Game Recap May 3: Doing it for the run differential

Poor starting pitching, contact-based offense, and timely hitting: This wasn’t the team profile the Mets were supposed to have going into this season. That wasn’t exactly their blueprint for success. But that was the formula last night, as the Mets overcame yet another poor start—this time by Jacob deGrom, seemingly the only starter left in the rotation who can still be relied on—and put a thrashing on Bartolo Colon and the ugly part of the Braves’ bullpen to win by a ridiculous score of 16-5, which all but normalizes their run differential after their 23-5 embarrasment in Washington this past Sunday.

And somehow, they scored those 16 runs without hitting a single home run. They banged out 20 hits on the night, three of which belonged to Michael Conforto, because of course they did. Two of those hits were doubles, because of course they were. Conforto is now hitting .344/.421/.700 on the season. Yes, he is slugging .700 on the season, which puts him in a territory with guys named Trout and Sano.

The Mets wanted him to start the season in the minor leagues. Then they had him in the major leagues, but on the bench. The Mets benched Michael Conforto because they thought they had three better outfielders. From now on, Conforto should only be benched in two scenarios:

1: Yoenis Cespedes comes back from injury, reproduces through budding, and creates two more identical Yoenis Cespedi that are contractually obliged to play for the Mets.

2: Conforto needs a day off.

But other than those two scenarios occuring, though, Conforto should never be benched again.
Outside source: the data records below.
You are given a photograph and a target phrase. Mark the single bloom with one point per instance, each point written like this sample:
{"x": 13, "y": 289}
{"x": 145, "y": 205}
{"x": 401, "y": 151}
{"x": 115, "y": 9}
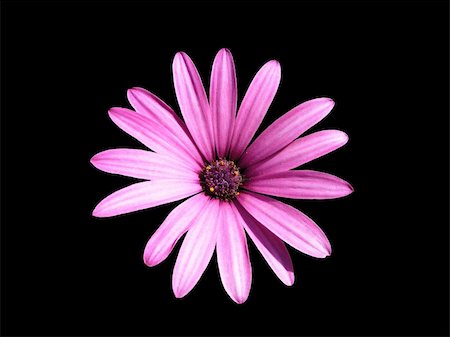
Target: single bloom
{"x": 208, "y": 158}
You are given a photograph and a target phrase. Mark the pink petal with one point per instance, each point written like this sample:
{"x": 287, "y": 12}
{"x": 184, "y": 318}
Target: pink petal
{"x": 143, "y": 164}
{"x": 299, "y": 152}
{"x": 270, "y": 246}
{"x": 145, "y": 195}
{"x": 147, "y": 104}
{"x": 193, "y": 103}
{"x": 285, "y": 129}
{"x": 302, "y": 184}
{"x": 254, "y": 106}
{"x": 196, "y": 250}
{"x": 232, "y": 254}
{"x": 150, "y": 133}
{"x": 174, "y": 226}
{"x": 288, "y": 223}
{"x": 223, "y": 100}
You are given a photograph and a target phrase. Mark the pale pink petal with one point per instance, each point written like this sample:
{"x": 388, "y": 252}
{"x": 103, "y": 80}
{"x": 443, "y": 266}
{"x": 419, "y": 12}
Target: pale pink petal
{"x": 299, "y": 152}
{"x": 285, "y": 129}
{"x": 223, "y": 99}
{"x": 174, "y": 226}
{"x": 288, "y": 223}
{"x": 143, "y": 195}
{"x": 143, "y": 164}
{"x": 149, "y": 105}
{"x": 254, "y": 106}
{"x": 302, "y": 184}
{"x": 193, "y": 103}
{"x": 232, "y": 254}
{"x": 150, "y": 133}
{"x": 270, "y": 246}
{"x": 196, "y": 250}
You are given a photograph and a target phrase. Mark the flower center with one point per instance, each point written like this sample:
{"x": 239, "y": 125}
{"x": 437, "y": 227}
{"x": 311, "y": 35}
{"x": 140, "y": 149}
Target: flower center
{"x": 221, "y": 179}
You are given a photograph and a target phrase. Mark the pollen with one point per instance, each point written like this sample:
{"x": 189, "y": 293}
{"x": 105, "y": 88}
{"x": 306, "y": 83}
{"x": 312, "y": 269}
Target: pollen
{"x": 221, "y": 179}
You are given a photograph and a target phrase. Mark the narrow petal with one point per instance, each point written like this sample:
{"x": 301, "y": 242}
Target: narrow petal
{"x": 299, "y": 152}
{"x": 270, "y": 246}
{"x": 254, "y": 106}
{"x": 174, "y": 226}
{"x": 302, "y": 184}
{"x": 193, "y": 103}
{"x": 149, "y": 133}
{"x": 223, "y": 100}
{"x": 143, "y": 164}
{"x": 232, "y": 254}
{"x": 148, "y": 104}
{"x": 286, "y": 128}
{"x": 288, "y": 223}
{"x": 196, "y": 250}
{"x": 145, "y": 195}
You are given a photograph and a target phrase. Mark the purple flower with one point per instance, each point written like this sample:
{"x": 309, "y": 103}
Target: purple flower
{"x": 208, "y": 159}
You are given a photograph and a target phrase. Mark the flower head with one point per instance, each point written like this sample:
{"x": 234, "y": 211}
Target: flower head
{"x": 207, "y": 157}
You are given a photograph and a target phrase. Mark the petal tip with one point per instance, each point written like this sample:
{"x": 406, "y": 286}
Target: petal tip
{"x": 97, "y": 212}
{"x": 289, "y": 279}
{"x": 178, "y": 293}
{"x": 224, "y": 51}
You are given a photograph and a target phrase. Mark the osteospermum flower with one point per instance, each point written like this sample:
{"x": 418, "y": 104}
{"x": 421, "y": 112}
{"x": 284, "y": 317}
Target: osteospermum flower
{"x": 228, "y": 181}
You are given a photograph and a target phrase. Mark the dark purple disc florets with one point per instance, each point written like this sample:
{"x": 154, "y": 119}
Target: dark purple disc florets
{"x": 221, "y": 179}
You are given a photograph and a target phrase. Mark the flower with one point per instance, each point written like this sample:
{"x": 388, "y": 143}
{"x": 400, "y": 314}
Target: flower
{"x": 208, "y": 159}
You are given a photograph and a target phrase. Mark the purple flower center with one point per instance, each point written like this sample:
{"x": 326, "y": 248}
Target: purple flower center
{"x": 221, "y": 179}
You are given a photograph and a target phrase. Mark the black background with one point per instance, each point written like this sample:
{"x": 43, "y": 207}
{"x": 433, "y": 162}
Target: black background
{"x": 385, "y": 65}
Other standout performers on offense in this game were the two Riveras, Rene and T.J., who both had three hits. Rene drove in three runs on three singles, and T.J. didn’t have any RBIs, but recorded two doubles. Jose Reyes also drove in five runs, three of which came on a bases-clearing double in the eighth inning.

The Mets struck early, scoring five runs off Colon in the first three innings. The Braves inched closer and made it 5-3 on a Freddie Freeman single and a two-RBI triple by Emilio Bonifacio, who is somehow still playing. But the Mets broke through in the fifth off Josh Collmenter, pushing four more runs across to make in 9-3. Atlanta again tried to inch closer and made it 9-5, but New York exploded for seven runs in the top of the eighth by tagging Eric O’Flahrety, who is also somehow playing, and Matt Wisler.
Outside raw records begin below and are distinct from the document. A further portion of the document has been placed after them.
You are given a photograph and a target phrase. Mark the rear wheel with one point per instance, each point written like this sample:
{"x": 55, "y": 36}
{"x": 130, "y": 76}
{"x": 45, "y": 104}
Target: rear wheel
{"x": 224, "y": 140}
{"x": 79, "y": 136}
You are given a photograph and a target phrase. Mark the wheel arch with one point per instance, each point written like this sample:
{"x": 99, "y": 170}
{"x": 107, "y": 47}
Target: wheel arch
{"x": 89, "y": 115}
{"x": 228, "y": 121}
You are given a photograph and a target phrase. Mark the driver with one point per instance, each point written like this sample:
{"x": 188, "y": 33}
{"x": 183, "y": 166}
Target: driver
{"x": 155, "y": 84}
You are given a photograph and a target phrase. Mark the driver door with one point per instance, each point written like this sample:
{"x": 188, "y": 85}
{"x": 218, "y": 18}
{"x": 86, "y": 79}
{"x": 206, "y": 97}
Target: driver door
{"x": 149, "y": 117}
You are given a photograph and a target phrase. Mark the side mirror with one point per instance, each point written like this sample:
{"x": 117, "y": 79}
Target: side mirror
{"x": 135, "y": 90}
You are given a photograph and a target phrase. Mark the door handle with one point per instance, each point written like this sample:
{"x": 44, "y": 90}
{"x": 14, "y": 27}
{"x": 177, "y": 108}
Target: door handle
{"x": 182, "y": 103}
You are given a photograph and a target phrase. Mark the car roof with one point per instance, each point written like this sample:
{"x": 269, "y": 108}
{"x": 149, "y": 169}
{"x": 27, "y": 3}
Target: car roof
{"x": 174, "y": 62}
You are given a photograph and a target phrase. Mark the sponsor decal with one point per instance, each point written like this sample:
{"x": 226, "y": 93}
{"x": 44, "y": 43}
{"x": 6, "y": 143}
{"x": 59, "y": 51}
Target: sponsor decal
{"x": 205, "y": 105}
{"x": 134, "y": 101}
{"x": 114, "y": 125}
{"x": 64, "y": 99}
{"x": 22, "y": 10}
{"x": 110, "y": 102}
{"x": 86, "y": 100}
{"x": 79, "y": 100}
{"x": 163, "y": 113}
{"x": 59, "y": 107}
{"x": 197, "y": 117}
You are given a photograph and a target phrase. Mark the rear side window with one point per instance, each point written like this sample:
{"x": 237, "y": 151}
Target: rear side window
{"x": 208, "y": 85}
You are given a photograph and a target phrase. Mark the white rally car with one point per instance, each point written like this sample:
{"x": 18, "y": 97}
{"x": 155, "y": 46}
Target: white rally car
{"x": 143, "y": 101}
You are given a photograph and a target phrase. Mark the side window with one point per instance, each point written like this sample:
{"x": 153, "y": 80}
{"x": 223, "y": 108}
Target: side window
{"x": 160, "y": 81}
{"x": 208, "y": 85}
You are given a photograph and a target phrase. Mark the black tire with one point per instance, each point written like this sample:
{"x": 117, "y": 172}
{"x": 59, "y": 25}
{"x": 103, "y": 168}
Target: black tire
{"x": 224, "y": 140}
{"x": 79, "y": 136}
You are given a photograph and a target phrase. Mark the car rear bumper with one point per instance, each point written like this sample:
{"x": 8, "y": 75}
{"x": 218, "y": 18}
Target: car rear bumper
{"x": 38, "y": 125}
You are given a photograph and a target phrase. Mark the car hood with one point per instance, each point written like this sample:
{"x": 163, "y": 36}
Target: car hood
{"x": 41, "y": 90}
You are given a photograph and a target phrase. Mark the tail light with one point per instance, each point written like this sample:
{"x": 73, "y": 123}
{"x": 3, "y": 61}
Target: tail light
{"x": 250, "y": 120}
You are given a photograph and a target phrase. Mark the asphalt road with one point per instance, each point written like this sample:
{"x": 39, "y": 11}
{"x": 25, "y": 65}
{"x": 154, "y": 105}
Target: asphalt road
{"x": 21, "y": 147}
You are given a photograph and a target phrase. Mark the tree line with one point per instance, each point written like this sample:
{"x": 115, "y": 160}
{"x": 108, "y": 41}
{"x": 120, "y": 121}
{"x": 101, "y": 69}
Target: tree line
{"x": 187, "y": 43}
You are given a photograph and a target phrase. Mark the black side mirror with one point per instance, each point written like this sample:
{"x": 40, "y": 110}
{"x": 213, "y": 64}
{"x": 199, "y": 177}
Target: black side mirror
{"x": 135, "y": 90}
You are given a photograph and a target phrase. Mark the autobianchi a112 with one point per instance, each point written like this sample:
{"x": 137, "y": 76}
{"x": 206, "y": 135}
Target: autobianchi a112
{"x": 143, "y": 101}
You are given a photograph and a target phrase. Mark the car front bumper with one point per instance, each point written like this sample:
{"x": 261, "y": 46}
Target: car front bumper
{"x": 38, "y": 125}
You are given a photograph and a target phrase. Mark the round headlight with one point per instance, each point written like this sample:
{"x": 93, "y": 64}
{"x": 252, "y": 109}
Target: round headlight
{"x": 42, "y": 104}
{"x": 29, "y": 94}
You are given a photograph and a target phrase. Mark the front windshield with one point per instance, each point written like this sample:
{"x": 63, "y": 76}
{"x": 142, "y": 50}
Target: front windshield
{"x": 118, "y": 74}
The Mets’ offense has now scored at least seven runs in four of their last six games, and they haven’t scored less than five runs in their last seven games. The offense has unexpectedly come alive without Yoenis Cespedes or Lucas Duda in the lineup, and given the quality of pitching they’ve gotten, it is a welcome sight.

As for that pitching, deGrom was charged with all five runs the Braves scored. His velocity was fine, and he had five strikeouts, but he also struggled with his command, walking five in only five innings. deGrom is the Mets’ best pitcher right now, and if he can’t get it together, then this rotation is in deep trouble. Harvey’s mechanics are a mess and he is struggling with his command, Gsellman has lost velocity and command, Wheeler has never had consistent command, and now Rafael Montero is happening too. The Mets’ vaunted starting rotation has become arguably their biggest weakness.

This was a good win, but wins of this nature are not what this team was built to do, so the sustainability of this is questionable at best.


Noah Syndergaard is seeking a second opinion on his partially torn lat, but is expected to miss around three months.

The Mets activated Wilmer Flores from the disabled list and sent down Sean Gilmartin again. This is the third time in a month Gilmartin has been demoted, which can’t feel great.

Rafael Montero is scheduled to get a start on Friday night, so hopefully it rains that day. Meanwhile, some doofus thought Montero’s recent demotion could’ve been the end of the road for his Mets career, which was foolishly optimistc and dumb and that writer should be ashamed.


The series finale between the Mets and Braves takes place at 7:35 p.m. from SunTrust Park. Zack Wheeler toes the rubber for the Mets against Jaime Garcia for the Braves.